ATP is an essential nucleotide found in both the intracellular and extracellular compartments [25]. Intracellular ATP functions as an energy source for various metabolic reactions [26]. In contrast, extracellular ATP serves as a signaling molecule with diverse functions, such as inflammation, cell migration, differentiation, and proliferation, depending on the cell type or activated receptors [27]. Extracellular ATP is sensed by purinergic receptors such as P2Y or P2X and plays a role in promoting skin wound healing [28]. However, inhibition of wound healing by reducing keratinocyte migration through P2Y2 activation is controversial [29]. In this study, we proposed that ATP acts as an agonist of ADIPOR1 and demonstrated its ability to facilitate wound healing in fibroblasts.

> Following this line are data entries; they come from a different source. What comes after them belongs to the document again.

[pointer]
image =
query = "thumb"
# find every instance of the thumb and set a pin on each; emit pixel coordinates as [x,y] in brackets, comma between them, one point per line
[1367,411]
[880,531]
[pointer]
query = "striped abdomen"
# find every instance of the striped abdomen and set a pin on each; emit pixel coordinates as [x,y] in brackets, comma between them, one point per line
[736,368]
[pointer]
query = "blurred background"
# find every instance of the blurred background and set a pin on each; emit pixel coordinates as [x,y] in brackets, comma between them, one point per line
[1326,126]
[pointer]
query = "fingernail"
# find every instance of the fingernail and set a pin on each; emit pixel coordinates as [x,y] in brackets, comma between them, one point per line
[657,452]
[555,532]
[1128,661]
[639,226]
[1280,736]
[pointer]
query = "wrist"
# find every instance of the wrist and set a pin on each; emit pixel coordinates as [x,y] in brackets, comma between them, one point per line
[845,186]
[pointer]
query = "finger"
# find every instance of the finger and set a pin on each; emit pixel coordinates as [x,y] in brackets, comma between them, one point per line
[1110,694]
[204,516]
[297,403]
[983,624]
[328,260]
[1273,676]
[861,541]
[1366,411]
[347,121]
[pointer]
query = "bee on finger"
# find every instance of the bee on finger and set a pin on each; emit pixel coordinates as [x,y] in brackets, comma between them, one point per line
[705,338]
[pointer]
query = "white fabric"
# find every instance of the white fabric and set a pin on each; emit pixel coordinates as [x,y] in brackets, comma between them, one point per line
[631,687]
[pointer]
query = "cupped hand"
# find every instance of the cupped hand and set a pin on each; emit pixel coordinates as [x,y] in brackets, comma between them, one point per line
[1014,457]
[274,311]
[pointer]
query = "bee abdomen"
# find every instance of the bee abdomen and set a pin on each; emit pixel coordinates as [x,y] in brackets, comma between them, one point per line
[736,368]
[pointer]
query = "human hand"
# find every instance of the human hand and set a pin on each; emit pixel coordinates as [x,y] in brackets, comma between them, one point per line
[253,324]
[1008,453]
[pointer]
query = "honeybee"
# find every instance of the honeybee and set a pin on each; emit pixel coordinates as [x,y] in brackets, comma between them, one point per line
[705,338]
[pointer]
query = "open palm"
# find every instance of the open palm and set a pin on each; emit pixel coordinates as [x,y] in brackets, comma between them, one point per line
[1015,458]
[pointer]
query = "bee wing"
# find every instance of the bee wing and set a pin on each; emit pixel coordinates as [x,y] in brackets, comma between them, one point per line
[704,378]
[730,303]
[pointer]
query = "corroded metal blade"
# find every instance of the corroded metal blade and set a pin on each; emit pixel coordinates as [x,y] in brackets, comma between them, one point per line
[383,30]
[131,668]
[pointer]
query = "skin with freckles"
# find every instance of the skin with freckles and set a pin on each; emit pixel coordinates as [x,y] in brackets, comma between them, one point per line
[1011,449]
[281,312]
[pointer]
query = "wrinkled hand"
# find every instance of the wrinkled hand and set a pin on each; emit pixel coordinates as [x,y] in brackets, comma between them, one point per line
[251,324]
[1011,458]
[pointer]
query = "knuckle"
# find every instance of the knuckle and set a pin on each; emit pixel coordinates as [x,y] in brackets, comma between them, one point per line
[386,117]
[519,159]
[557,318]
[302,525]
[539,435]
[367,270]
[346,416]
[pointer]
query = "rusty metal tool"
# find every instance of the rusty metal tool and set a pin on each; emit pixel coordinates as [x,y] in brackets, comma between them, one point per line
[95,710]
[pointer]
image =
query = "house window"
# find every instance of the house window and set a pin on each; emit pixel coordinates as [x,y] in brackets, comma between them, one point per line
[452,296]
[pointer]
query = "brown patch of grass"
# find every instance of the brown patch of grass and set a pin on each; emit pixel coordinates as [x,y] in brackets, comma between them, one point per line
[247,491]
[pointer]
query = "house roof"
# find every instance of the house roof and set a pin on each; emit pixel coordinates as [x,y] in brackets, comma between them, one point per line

Although further validation using cellular gene editing techniques is needed to unveil the specific roles of EDNRB and ADIPOR1 in these processes, our study establishes the positive effect of the VitB12 and ATP complex on improving skin radiance, elasticity, and texture. Future research sould focus on exploring the molecular mechanisms underlying the interactions between these ingredients and their respective receptors.